Parlare di severità, di sistemi duri, di far ripetere i ragazzi che non si sono impegnati, va contro la propaganda corrente, e...fa diminuire la percentuale dei diplomati! E allora, che cosa dirà l'Europa? Ma tanto che vale il diploma dato a ragazzi che non sanno nulla? Non saranno diplomi dati in questo modo, simili all'etichetta Chianti o Barbera messa sopra una bottiglia vuota, a risollevare le sorti dell'Italia e dell'Europa.
D'accordo, bisogna utilizzare sistemi di insegnamento che suscitino il maggior interesse possibile e coinvolgano i ragazzi, e bisogna dialogare con loro, comprenderne i problemi, gli interessi e le aspirazioni, ma in una scuola non è come in famiglia: prima di tutto bisogna tenere la disciplina.
Leggo che nelle scuole dei paesi asiatici emergenti, che ci stanno passando davanti anche a livello di preparazione scolastica (l'India sta sfornando fior di ingegneri in grande quantità) non sono i metodi di insegnamento che sono più avanzati, ma la disciplina scolastica che funziona di più.

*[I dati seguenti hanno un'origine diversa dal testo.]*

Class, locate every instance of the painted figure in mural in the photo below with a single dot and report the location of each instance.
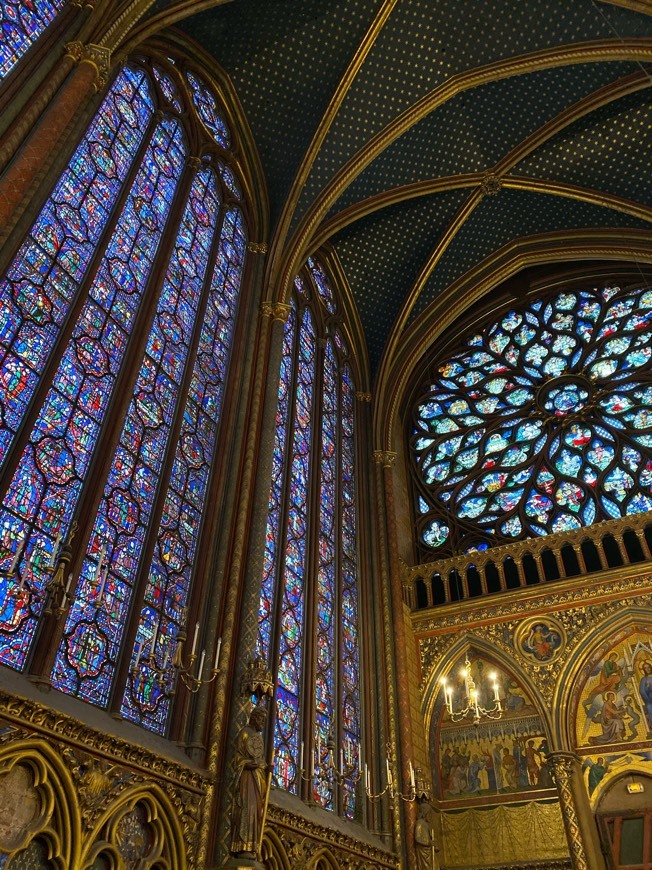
(509, 769)
(645, 691)
(610, 677)
(532, 755)
(611, 720)
(597, 770)
(250, 786)
(542, 641)
(424, 839)
(633, 719)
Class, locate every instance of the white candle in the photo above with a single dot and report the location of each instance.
(100, 594)
(17, 555)
(100, 564)
(55, 552)
(153, 645)
(217, 653)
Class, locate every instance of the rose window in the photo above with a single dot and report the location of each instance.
(540, 423)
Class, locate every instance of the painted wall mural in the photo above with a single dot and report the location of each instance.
(614, 692)
(496, 757)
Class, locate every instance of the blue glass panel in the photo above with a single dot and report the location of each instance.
(290, 661)
(270, 564)
(44, 490)
(325, 706)
(45, 276)
(21, 24)
(166, 594)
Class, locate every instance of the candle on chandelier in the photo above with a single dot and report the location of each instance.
(217, 655)
(19, 552)
(55, 551)
(153, 644)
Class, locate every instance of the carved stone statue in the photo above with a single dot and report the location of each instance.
(424, 839)
(250, 787)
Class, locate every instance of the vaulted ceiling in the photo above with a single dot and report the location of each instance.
(420, 136)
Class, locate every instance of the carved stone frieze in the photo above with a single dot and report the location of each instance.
(98, 782)
(21, 713)
(301, 837)
(103, 767)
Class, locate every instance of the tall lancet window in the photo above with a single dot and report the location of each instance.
(116, 325)
(308, 618)
(21, 24)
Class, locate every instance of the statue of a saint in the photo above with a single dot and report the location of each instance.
(250, 787)
(424, 839)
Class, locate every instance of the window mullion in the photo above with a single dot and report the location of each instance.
(140, 581)
(311, 626)
(284, 501)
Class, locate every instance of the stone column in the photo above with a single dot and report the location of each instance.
(406, 755)
(89, 75)
(579, 823)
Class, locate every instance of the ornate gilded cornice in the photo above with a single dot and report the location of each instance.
(384, 457)
(503, 606)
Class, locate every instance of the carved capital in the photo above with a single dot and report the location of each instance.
(97, 55)
(384, 457)
(276, 310)
(257, 247)
(491, 184)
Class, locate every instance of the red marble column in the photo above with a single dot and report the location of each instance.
(400, 652)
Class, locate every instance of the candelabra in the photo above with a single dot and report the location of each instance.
(57, 587)
(326, 769)
(418, 785)
(473, 707)
(193, 681)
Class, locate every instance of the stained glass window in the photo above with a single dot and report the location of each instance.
(21, 24)
(541, 422)
(314, 451)
(88, 321)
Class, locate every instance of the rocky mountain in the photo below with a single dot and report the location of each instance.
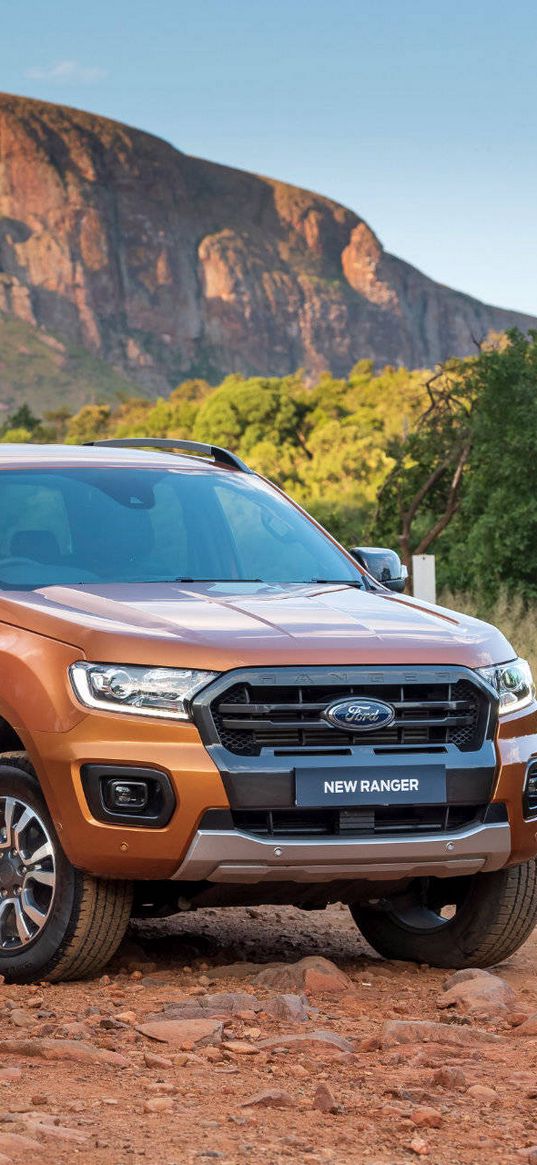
(167, 266)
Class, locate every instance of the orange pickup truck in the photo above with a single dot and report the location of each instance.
(205, 700)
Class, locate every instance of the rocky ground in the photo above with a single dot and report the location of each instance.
(189, 1051)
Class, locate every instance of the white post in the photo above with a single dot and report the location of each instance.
(424, 583)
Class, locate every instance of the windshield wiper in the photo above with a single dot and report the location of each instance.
(186, 579)
(357, 583)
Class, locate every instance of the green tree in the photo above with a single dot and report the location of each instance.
(497, 524)
(422, 494)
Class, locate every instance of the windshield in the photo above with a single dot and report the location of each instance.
(99, 524)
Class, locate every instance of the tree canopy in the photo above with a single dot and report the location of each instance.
(429, 461)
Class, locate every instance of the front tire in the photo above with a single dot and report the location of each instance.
(56, 923)
(467, 922)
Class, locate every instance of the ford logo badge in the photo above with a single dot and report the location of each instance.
(359, 714)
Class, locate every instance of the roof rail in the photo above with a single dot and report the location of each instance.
(169, 445)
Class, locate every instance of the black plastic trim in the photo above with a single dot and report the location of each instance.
(169, 445)
(162, 799)
(253, 789)
(529, 804)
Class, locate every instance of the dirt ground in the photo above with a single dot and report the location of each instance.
(263, 1086)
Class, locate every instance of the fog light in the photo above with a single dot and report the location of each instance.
(131, 796)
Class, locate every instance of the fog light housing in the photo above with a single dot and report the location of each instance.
(529, 800)
(127, 796)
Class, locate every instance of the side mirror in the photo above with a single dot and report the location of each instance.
(384, 565)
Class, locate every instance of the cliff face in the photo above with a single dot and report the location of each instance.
(168, 266)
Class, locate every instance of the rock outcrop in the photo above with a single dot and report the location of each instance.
(168, 266)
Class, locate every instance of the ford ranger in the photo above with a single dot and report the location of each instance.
(205, 700)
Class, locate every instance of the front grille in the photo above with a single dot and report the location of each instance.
(359, 823)
(249, 717)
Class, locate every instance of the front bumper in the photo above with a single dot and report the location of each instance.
(200, 783)
(240, 858)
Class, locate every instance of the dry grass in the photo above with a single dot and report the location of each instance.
(516, 619)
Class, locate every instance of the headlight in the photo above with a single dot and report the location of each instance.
(138, 691)
(513, 682)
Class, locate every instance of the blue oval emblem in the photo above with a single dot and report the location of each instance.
(359, 714)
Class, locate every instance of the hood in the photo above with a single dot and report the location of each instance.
(219, 626)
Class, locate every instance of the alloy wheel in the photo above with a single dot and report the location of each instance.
(27, 874)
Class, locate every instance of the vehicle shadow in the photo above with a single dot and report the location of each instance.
(254, 934)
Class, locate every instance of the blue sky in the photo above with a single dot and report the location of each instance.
(419, 114)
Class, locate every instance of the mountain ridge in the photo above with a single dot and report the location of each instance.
(168, 266)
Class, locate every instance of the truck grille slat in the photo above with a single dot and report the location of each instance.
(379, 821)
(249, 718)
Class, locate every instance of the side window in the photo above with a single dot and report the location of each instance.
(34, 521)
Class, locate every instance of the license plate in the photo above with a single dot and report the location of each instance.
(383, 785)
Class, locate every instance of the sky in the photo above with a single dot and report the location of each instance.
(418, 114)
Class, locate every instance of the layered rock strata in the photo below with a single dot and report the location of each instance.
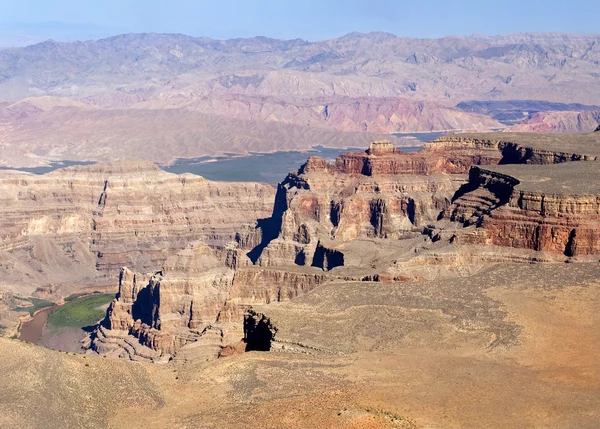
(381, 193)
(545, 208)
(195, 301)
(106, 216)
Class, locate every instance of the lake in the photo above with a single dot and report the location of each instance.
(257, 167)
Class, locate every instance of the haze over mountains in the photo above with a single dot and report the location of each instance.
(168, 96)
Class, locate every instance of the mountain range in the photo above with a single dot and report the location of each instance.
(147, 88)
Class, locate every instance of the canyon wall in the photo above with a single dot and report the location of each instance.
(82, 224)
(510, 208)
(195, 299)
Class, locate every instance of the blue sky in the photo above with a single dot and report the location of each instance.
(310, 19)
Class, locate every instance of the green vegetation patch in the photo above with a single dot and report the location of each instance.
(80, 314)
(76, 295)
(36, 304)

E allora, tirando le somme, che cosa deve cambiare in Italia per salvare la nostra scuola ed il nostro paese? Le famiglie devono chiedere ai figli più rispetto per gli insegnanti e per i compagni e i politici devono rendersi conto che la scuola ha bisogno di più mezzi, per istituire più laboratori e corsi professionali adeguati a valorizzare le capacità reali di tanti ragazzi che, attualmente, vengono emarginati.